AMY: Huge. It was huge to know that. I would not have gotten there if we didn't do the exercises together. I don't think I could have figured that out myself. I would have had, like, ten different things. But when you're like, “Zoom in,” and you said, “This is it,” and it felt like, after our whole conversation, I was like, “Yes, that's it,” it opened up so much opportunity of content to create and different frameworks to create myself and what I wanted to post on social and what I wanted to talk about. It, like, exploded my mind about the possibilities. So I think that's why I'm so passionate about this.  

RORY: Well, and that's why we talk to people. So come and—sorry, sorry—to go back to your question— 

AMY: No, I’ll stop talking. You tell them. 

RORY: I would say if you're curious about what it's like to go through this experience, call us, right? So go to freebrandcall.com/amyporterfield. You know, and I would say there's a page there so you can learn a little bit about us and sort of like what we do. But we’re the human people, right? Like, we want to talk to you, and we'll see. And here's what I would say, Amy, is if somebody is not a fit for us, we'll tell them. 

AMY: Yes. 

RORY: We'll let them know. We'll say, “Hey, you know what? It's not the right thing. Like, we don't quite do that,” and we'll recommend other people. We point them to lots of places. But if you are, well, we'll tell you that, too, and we'll know pretty quickly.  

But I think, you know, again, it comes down to going, who do I want to serve? Who do I want to help? How do I want to use my life in a way that adds value to other people? And if you stay centered in that and centered on that, you'll make money. You'll get some followers. You'll have some fans. But that's not the thing to focus on. It’s mission over money, service over self, and just being super clear on why you're here.  

AMY: Yes. And it's a beautiful thing when you get that clarity. 

So, Rory, this has been an exceptional conversation. Thank you so very, very much for being here. And I really hope a lot of my audience members take you up on that offer for that free call just to see what might be possible for them. 

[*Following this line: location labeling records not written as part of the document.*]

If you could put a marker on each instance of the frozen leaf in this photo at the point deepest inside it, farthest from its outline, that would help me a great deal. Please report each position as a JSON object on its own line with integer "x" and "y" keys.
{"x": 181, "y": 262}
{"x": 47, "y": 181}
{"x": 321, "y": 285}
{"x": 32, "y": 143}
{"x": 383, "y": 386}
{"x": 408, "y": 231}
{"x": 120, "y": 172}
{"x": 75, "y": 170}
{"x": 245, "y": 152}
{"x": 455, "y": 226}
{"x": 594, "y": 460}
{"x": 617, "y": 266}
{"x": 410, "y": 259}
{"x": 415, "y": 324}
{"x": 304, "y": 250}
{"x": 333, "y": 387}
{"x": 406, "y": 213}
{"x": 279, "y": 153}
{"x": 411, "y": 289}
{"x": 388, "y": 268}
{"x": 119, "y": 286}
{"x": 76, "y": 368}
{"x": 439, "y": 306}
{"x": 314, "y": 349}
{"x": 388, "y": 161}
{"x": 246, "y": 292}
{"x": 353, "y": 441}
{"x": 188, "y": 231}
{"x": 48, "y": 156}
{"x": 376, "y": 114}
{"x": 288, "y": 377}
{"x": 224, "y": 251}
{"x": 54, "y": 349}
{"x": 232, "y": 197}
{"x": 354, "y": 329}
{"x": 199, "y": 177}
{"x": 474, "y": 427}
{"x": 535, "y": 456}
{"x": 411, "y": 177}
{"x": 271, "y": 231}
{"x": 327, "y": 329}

So thank you, my friend, for everything you've done for me and, hopefully, will do for so many of my listeners. I really appreciate you. 

RORY: Oh, my pleasure, my honor, my friend. And thank you for what you do for all these listeners. It's amazing the impact you have in the world, Amy, and to get to ride in your wake and draft in that is pretty special. So I appreciate you having me. 

AMY: Aw, thanks, friend. All right. Talk to you soon. 

Oh, wow. That was such a great conversation. I love how Rory broke down these personal-branding strategies like a science. And I know firsthand that's how his mind works. That's how he teaches his team to coach, because everything's a process or system, and they walk you through it.  

So I really do want you to at least take him up on the free call. So that URL is freebrandcall.com/amyporterfield. Freebrandcall.com/amyporterfield. It's free, and it's worth just seeing if this is a good fit for you.  

I think my biggest takeaway and the thing I love most about this conversation is when Rory was talking about what it takes in terms of a DNA of a personal brand, and everything I teach was in there, talking about your messaging and who you serve, but then how you make money. And I love that he's like, “A personal brand is so much more than colors, fonts, website, your business cards, how that all looks.” No, it's so much more. And I think you now have a really good grasp of it, so now let's go build it. I'm really excited for you to build your personal brand and get the recognition you deserve.